Ich glaube,das stimmt.Der heutige Tag zeigt,dass die Mitglieder aller Fraktionen ihre Augen nicht vor den Gewaltphänomenen verschließen wollen, die vorhanden sind. Die Mitglieder aller Fraktionen wollen gemeinsam den Beitrag würdigen, der bereits erbracht wurde, damit wir bei der Gewaltprävention und bei der Bekämpfung der Gewalt aktiv sein können. Jugendlichen kann nur dann geholfen werden, den richtigen Weg zu finden, wenn alle Teile der Gesellschaft gemeinsam dazu beitragen, dass die Gewalt erst gar nicht entsteht und dass die Gewalt dort, wo sie aufgetreten ist, gleich eingedämmt wird.

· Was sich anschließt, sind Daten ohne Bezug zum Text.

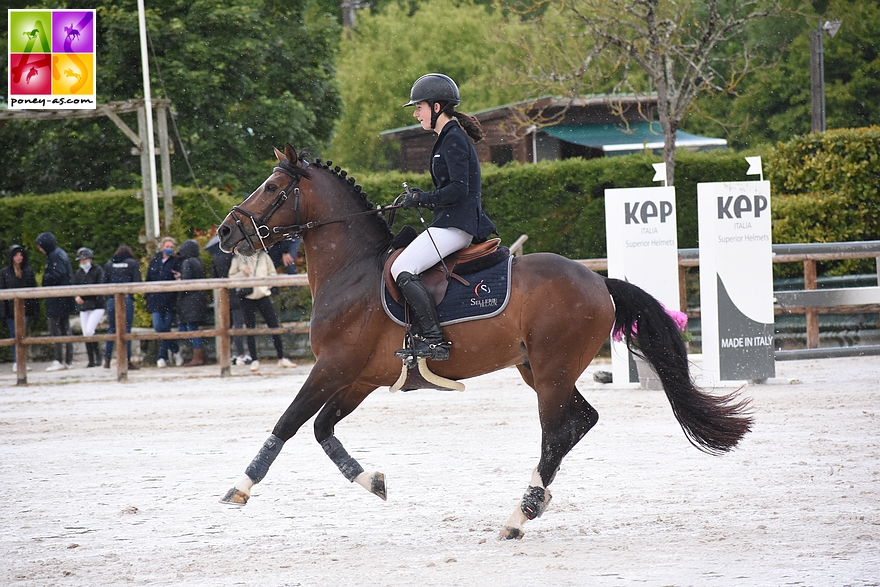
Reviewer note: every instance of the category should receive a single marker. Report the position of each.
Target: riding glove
(412, 199)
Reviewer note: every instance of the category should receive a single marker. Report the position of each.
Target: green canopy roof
(620, 138)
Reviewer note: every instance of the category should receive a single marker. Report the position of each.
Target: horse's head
(263, 219)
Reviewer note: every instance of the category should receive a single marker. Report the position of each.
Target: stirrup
(422, 349)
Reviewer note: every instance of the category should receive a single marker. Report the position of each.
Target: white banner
(642, 247)
(736, 280)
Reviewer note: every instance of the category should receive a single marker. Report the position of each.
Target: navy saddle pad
(486, 296)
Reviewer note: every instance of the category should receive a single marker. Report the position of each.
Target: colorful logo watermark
(51, 59)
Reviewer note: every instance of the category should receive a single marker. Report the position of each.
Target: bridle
(261, 224)
(290, 231)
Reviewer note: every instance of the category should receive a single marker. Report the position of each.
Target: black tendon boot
(428, 339)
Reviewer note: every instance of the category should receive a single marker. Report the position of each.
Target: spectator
(283, 253)
(162, 305)
(192, 306)
(91, 308)
(259, 265)
(58, 310)
(121, 268)
(17, 273)
(220, 263)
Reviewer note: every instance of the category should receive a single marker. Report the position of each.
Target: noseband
(261, 224)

Deswegen ist es wichtig, dass wir uns den Tatsachen immer wieder neu zuwenden. Zu den Tatsachen gehört in der Tat, was Herr Kollege Wagner eben auch gesagt hat, dass der mediale Einzelfall die Charakterisierung dessen, was an Gewalt in der Gesellschaft tatsächlich existiert, überspitzt und damit möglicherweise den Blick verstellt

gegenüber dem, was an latenter Gewalt in einer breiteren Form besteht.

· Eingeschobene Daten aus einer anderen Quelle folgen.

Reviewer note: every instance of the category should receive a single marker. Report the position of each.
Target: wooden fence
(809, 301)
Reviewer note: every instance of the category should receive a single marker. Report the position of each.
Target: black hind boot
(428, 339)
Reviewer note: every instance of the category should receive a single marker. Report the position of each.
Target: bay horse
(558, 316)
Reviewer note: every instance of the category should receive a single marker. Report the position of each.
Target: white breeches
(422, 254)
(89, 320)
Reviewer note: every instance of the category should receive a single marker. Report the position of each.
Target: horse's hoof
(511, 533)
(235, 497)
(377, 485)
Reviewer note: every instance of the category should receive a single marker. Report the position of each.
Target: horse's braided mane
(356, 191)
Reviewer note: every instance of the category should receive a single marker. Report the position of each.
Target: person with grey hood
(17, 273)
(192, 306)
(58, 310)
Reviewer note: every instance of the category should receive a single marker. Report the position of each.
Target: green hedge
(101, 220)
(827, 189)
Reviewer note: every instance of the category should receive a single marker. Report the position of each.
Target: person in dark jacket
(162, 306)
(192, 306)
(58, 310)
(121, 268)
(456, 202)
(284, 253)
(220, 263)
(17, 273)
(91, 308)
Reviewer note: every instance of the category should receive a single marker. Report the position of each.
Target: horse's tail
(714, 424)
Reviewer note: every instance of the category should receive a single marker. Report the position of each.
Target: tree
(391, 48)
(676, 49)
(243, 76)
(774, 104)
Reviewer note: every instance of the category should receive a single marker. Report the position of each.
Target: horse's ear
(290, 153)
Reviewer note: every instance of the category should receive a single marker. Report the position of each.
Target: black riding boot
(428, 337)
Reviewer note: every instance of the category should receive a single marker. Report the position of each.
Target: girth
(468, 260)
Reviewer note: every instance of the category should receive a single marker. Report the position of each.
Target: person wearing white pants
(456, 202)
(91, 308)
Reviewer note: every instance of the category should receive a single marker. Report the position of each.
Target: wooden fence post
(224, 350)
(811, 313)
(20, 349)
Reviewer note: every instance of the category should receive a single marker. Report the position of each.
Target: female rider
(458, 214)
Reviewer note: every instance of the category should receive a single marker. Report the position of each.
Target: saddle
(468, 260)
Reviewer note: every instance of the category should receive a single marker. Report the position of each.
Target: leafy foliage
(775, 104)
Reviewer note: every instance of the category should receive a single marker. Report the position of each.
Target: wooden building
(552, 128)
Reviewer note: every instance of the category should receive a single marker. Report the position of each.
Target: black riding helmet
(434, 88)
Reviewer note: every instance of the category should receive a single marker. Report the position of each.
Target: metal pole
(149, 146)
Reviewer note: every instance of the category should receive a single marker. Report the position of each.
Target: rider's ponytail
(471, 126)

Denn die Wirklichkeit ist doch, dass die Zahl der groben Gewalttaten in den letzten Jahren tatsächlich geringer geworden ist, dass wir aber zur Kenntnis nehmen müssen, dass eine latente Gewaltbereitschaft und ein latentes Desinteresse in der Gesellschaft breiter geworden sind.

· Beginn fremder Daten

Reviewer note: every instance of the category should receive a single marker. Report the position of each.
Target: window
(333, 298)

In diesem Bereich muss man, glaube ich, noch einmal auf das zurückkommen, was Kollegin Henzler zu den Untersuchungen des Kriminologischen Forschungsinstituts Niedersachsen und von Prof. Pfeiffer gesagt hat. Der zentrale Punkt ist, nicht nur darüber zu reden: Welche Beispiele der Gewalt können wir den Medien entnehmen? Zu welchen Tageszeiten wird welches Thema angesprochen, wird an welche Instinkte der Menschen appelliert? Welches Vorbild wird möglicherweise gezeigt? Vielmehr ist die Fragestellung viel stärker darauf fokussiert: Was tun Kinder in ihrer Freizeit? Was bewirkt das Tun von Kindern in der Freizeit, was das Fernsehen angeht, insbesondere dann, wenn das Kind über einen Fernsehapparat oder eine Playstation oder die gesamte Apparatur im eigenen Verfügungsraum des Kinderzimmers hat und sich damit der innerfamiliären Auseinandersetzung, was gesehen wird, wann gesehen wird, und der Diskussion darüber, was gesehen worden ist, entzieht?